1.22.2008

Carrilhão



Sempre pensei em ter um relógio daqueles grandes que ficam ali em pé num canto da sala, discreto, elegante e imponente. Não sei bem o por quê, mas tenho por ele, uma grande atração. Diferentemente de qualquer outro móvel ou adorno de uma sala, ele é sempre percebido. Talvez pelo fato de que este tipo de relógio possa significar não uma simples contagem de tempo, mas, essencialmente, a sua imponência. Posso sentir em cada um desses grandes relógios antigos o pensamento criativo de seu relojoeiro no momento em que estava sendo concebido, não apenas fabricado ou produzido, mas um ente pensado com especial carinho e recept[áculo de todos os desejos de realização de seu criador. Peça por peça, o artista, pacientemente, deixa-lhe um tanto de seus anseios e sonhos, convicto de estar burilando a chave do tempo com os seus segredos.

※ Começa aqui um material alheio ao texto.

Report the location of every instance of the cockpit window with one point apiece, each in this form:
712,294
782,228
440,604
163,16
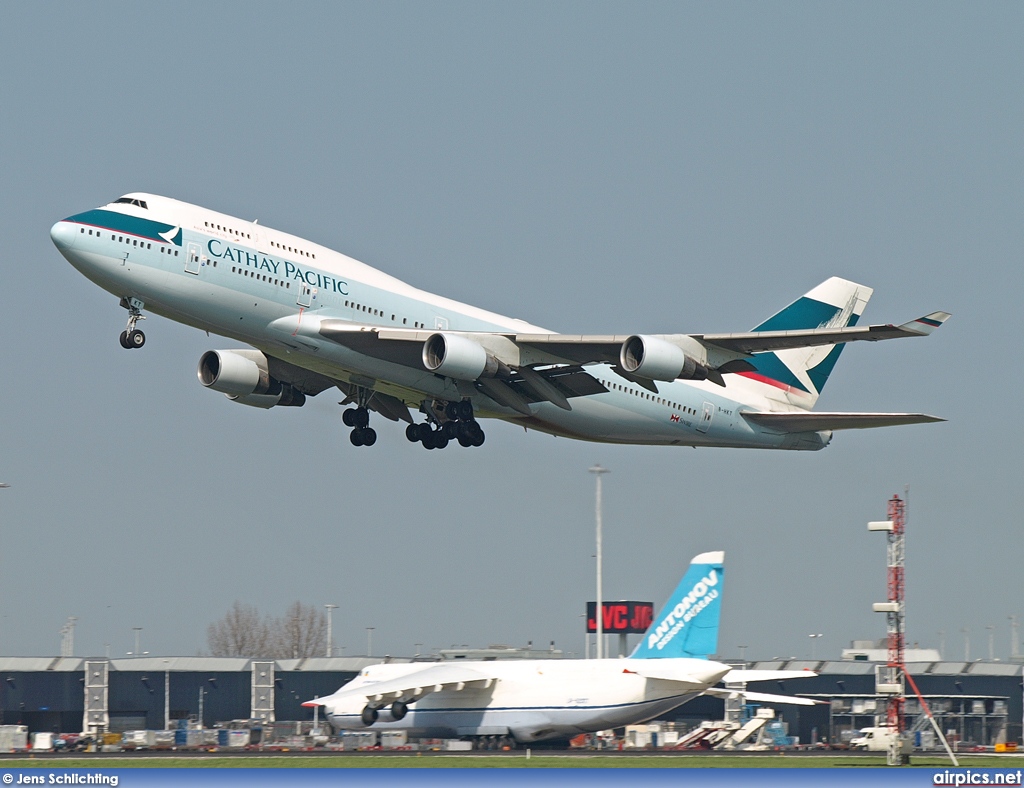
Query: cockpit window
132,202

Para mim, todo relógio carrega segredos de momentos quase sempre ansiados: o segredo do momento de quando um grande amor virá; o segredo do momento da chegada de uma grata surpresa; o segredo do encontro com uma frustração; da vinda de alguém, da partida desse alguém e por aí afora.
Não é raro, um relógio abdicar de suas voltas rotineiras e intermináveis juntamente com a vida de seu proprietário para dar às demais pessoas a oportunidade da imaginação dos últimos momentos daquela que partiu; se ela pôde sentir a chegada de seu desenlace, que medos, pavores ou resignações ela teve que conviver em seus últimos segundos. Pois a vida é feita de segundos. A eternidade é toda ela constituída por segundos. Se somos feitos de pó, a nossa consistência, pacientemente, é feita de segundos. Um relógio conta impassivelmente todos os nossos segundos, deixando-nos a tarefa de registrá-los como momentos.

Um grande relógio na sala é também uma ótima companhia. Na maior parte do tempo calado, introspectivo, deixando para em alguns momentos estabelecer a razão de sua natureza marcando sonoramente as horas cheias como se procurasse nos lembrar da inexorabilidade do tempo e de tudo o que ele carrega. Atravessando as horas longas de uma madrugada insone, a solene companhia está ali cadenciando a vida que emerge de nossos pensamentos mais audíveis proporcionados pelo silêncio do momento. No desenrolar do dia agitado, ele está ali para fazer-nos perceber que a vida deve ter também os seus momentos de reflexão, a necessária parada aparente para marcar as divisões das nossas próprias horas.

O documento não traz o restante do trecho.